If I were to come across any of those articles I would be relieved, gratified...would feel in the bosom of my pregnant community. But instead, most of the questions/comments and write-ups regarding pregnancy and mood-swings all seem to be stories of women yelling at their husbands because they put their candies in the freezer (no joke), or having four-alarm meltdowns about acne, or just generally describing themselves as "crazy BeYotches" (that's an exact quote)...during pregnancy. These revelations do not give me any comfort. I can not, will not, be reduced to calling myself a crazy BeYotch. Yo.
So, I guess it's up to me. I will write the article. The one about how pregnant women have mood swings about things other than just their pregnancy. About how even though the closer I get the more confident I get, in many ways, about my ability to be a mother, and the more excited I feel about actually meeting this little person who is curled up, as I write this, with her little feets under my ribcage... it is also true that the closer I get, the more I start to realize how much my life is about to change.
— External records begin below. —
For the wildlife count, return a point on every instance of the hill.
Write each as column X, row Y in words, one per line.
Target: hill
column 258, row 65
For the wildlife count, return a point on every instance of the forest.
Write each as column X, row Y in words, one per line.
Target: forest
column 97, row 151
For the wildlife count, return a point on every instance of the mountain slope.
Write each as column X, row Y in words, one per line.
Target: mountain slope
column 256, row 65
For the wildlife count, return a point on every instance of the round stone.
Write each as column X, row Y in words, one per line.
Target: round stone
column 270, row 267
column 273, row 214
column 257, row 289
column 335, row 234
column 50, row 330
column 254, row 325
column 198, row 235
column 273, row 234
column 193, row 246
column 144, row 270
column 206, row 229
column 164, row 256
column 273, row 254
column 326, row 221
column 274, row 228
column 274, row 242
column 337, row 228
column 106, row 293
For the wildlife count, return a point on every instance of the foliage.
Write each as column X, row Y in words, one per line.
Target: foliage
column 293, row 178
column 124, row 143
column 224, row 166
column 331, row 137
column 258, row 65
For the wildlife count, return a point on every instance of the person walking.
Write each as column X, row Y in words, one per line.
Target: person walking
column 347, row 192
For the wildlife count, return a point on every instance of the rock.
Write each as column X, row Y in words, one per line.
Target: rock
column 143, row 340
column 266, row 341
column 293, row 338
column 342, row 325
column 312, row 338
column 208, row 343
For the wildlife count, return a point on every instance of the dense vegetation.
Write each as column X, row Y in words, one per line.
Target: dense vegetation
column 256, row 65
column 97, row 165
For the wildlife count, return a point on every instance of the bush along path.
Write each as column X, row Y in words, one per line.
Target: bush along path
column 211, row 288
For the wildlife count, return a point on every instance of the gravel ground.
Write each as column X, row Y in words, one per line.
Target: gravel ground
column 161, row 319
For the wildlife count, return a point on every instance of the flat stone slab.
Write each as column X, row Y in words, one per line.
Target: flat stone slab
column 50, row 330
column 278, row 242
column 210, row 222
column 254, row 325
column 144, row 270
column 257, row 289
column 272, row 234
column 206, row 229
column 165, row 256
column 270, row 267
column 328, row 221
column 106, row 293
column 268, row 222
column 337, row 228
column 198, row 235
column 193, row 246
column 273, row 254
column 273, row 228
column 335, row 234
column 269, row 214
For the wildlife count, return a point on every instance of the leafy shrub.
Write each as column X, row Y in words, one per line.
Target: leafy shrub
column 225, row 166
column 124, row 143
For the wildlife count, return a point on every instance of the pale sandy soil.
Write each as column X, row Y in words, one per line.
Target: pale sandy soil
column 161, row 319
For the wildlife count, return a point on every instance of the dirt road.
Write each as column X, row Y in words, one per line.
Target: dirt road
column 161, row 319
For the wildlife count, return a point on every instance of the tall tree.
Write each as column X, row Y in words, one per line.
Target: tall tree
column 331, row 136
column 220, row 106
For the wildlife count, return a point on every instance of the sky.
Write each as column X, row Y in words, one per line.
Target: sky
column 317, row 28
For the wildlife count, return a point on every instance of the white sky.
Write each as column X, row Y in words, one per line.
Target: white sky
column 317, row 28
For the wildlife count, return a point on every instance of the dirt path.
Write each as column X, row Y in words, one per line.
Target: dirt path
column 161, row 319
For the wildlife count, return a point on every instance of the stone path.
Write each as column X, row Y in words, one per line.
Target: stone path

And how much I don't know what that's going to mean, or feel like, or look like. And that it's sort of scary. And that sometimes it makes me feel selfish and petty and like I don't want to let go of any of what is only me and mine. And that I'm sure I'm not alone in this.
(Or god, at least I hope not).
So, my fellow pregnant mommas, my fellow non-pregnant mommas, my fellow crazy BeYotches...(couldn't resist). I'm here reporting from the trenches. I'm here to say that as miraculous and exciting and love-filled as so much of this pregnancy has been, there are also some parts that are just downright upsetting. And not just because the nursery isn't turning out the way you planned. And that it's okay. And that you're not alone. Which is good. Because it also means that I'm not. So, thank you. Because, I needed that.